Aldosterondeficiëntie veroorzaakt natriumverlies, wat leidt tot elektrolytafwijkingen waaronder hyponatriëmie, hyperkaliëmie en metabole acidose. Symptomen van aldosterondeficiëntie zijn onder andere zoutknobbel, anorexia, duizeligheid, hypotensie, uitdroging en gewichtsverlies.

2.2. Secundaire AI

secundaire AI of centrale AI wordt veroorzaakt door een tekort aan hypofyse-ACTH-of hypothalamische CRH-secretie en bijgevolg onvoldoende bijniercortisolsecretie (Tabel 1)., De klinische presentatie van centrale AI is gelijkaardig aan dat van primaire AI maar zonder zout het verspillen, omdat de afscheiding van aldosteron in centrale AI normaal is, die door de renine-aldosteronweg wordt geregeld. Daarom zijn uitdroging, hypotensie, hyponatriëmie en hyperkaliëmie meestal niet aanwezig. Bij afwezigheid van een verhoogde productie van ACTH hebben patiënten met secundaire AI geen hyperpigmentatie. In geïsoleerde ACTH deficiëntie of in combinatie met groeihormoondeficiëntie als onderdeel van hypopituïtarisme, kan hypoglykemie optreden die kan leiden tot aanvallen en coma als ernstig .

3., Diagnose van AI

omdat de tekenen en symptomen van AI niet specifiek zijn, moeten clinici een hoge verdacht-index hebben. De elektrolyten van het Serum verstrekken vaak een aanwijzing aan diagnose, aangezien hyponatriëmie met of zonder hyperkalemia gemeenschappelijk in patiënten met primaire AI is. Hyponatriëmie met afwezigheid van hyperkaliëmie in primaire AI kan worden verklaard door langdurig braken, een gemeenschappelijk symptoom bij presentatie . Hyponatriëmie komt zeer vaak voor bij primaire AI als gevolg van aldosterondeficiëntie. Hyponatriëmie kan echter ook worden gezien bij patiënten met centrale AI., De verklaring voor dit is vasopressin hypersecretion met resulterende waterbehoud . Het gebrek aan cortisol negatieve feedback niet alleen verhoogt hypothalamic CRH maar verhoogt ook vasopressin synthese en secretie. Hypoglykemie kan worden gezien in zowel primaire als secundaire AI en kan meer uitgesproken in secundaire AI in combinatie met groeihormoondeficiëntie. Hypoglykemie kan een presenteren symptoom; daarom laboratoriumonderzoek naar hypoglykemie moet omvatten serum cortisol, getrokken op het moment van hypoglykemie., Patiënten met AI hebben een verminderde gluconeogenese en hepatische glycogenese; daarom kan hypoglykemie geassocieerd worden met ketose.
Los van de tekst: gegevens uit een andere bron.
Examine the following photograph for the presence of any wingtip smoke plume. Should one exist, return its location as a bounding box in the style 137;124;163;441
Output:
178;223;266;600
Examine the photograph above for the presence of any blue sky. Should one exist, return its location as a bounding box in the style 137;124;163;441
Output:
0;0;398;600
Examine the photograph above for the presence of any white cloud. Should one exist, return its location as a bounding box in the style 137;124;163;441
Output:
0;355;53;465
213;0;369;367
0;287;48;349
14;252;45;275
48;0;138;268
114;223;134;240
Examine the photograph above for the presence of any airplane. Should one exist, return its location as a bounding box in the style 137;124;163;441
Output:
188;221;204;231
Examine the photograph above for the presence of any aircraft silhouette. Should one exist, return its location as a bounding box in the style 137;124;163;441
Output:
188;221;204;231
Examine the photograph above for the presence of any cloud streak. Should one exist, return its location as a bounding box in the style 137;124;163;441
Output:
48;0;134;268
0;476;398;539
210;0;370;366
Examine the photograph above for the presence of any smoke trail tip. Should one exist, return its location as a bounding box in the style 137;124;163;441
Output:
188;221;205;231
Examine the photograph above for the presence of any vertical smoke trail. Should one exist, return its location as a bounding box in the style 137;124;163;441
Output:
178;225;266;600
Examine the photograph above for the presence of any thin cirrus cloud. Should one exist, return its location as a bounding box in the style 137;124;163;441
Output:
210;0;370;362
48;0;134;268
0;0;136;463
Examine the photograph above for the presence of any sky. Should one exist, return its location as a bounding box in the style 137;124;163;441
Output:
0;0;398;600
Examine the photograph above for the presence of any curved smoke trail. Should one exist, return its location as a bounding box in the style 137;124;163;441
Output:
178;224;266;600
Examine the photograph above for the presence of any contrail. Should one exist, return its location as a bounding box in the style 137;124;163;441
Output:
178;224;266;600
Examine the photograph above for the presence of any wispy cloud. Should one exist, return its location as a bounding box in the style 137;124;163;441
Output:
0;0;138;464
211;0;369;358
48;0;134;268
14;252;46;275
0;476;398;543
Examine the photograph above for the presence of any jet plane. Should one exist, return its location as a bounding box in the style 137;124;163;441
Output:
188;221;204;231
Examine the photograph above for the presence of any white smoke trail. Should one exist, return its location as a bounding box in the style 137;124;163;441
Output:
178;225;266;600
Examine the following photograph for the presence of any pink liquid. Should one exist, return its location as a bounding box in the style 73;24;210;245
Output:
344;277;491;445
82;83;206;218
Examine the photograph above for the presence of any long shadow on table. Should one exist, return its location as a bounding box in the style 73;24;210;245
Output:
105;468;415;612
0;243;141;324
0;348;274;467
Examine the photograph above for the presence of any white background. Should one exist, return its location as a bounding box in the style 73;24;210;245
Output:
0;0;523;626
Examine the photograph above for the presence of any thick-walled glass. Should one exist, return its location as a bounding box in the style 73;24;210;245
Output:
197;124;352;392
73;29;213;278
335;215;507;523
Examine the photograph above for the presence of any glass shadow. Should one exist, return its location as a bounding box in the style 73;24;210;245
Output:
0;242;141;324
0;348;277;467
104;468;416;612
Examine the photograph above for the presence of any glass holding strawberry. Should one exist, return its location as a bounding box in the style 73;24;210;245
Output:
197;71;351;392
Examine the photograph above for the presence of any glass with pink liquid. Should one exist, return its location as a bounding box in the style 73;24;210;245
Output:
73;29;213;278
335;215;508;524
bij primaire AI met een zoutverliezende crisis is de plasmarenineactiviteit verhoogd, terwijl de aldosteronsecretie laag is. De urinaire excretie van natrium en chloride is verhoogd en die van kalium verlaagd.

de meest definitieve test is de meting van serumcortisolspiegels. Een ochtendcortisol van < 3 ug/dL wijst op bijnierschorsinsufficiëntie, terwijl cortisolniveau >18 mcg/dL bijnierschorsinsufficiëntie uitsluit., Een diagnose van primaire AI wordt bevestigd als de serumcortisolspiegel < 18 mcg/dL is, in aanwezigheid van duidelijk verhoogde ACTH-en plasmarenineactiviteit. Het is belangrijk op te merken dat de cut-off van het cortisolniveau tussen verschillende laboratoria kan verschillen, afhankelijk van de tests waarmee cortisol wordt gemeten . Aandoeningen die cortisolbindend globuline beïnvloeden (oestrogeenhormoon, zoals tijdens de zwangerschap of het gebruik van orale anticonceptiva of hypoproteïnemie zoals nefrotisch syndroom) kunnen ook de cortisolwaarden beïnvloeden .,

positieve bijnier autoantilichamen stellen auto-immune bijnierinsufficiëntie of de ziekte van Addison vast. Bij alle mannetjes met primaire bijnierschorsinsufficiëntie, zonder bewijs van auto-immuniteit, zouden zeer lange-ketenvetzuren in het plasma moeten worden verkregen om X-gebonden adrenoleukodystrofie uit te sluiten.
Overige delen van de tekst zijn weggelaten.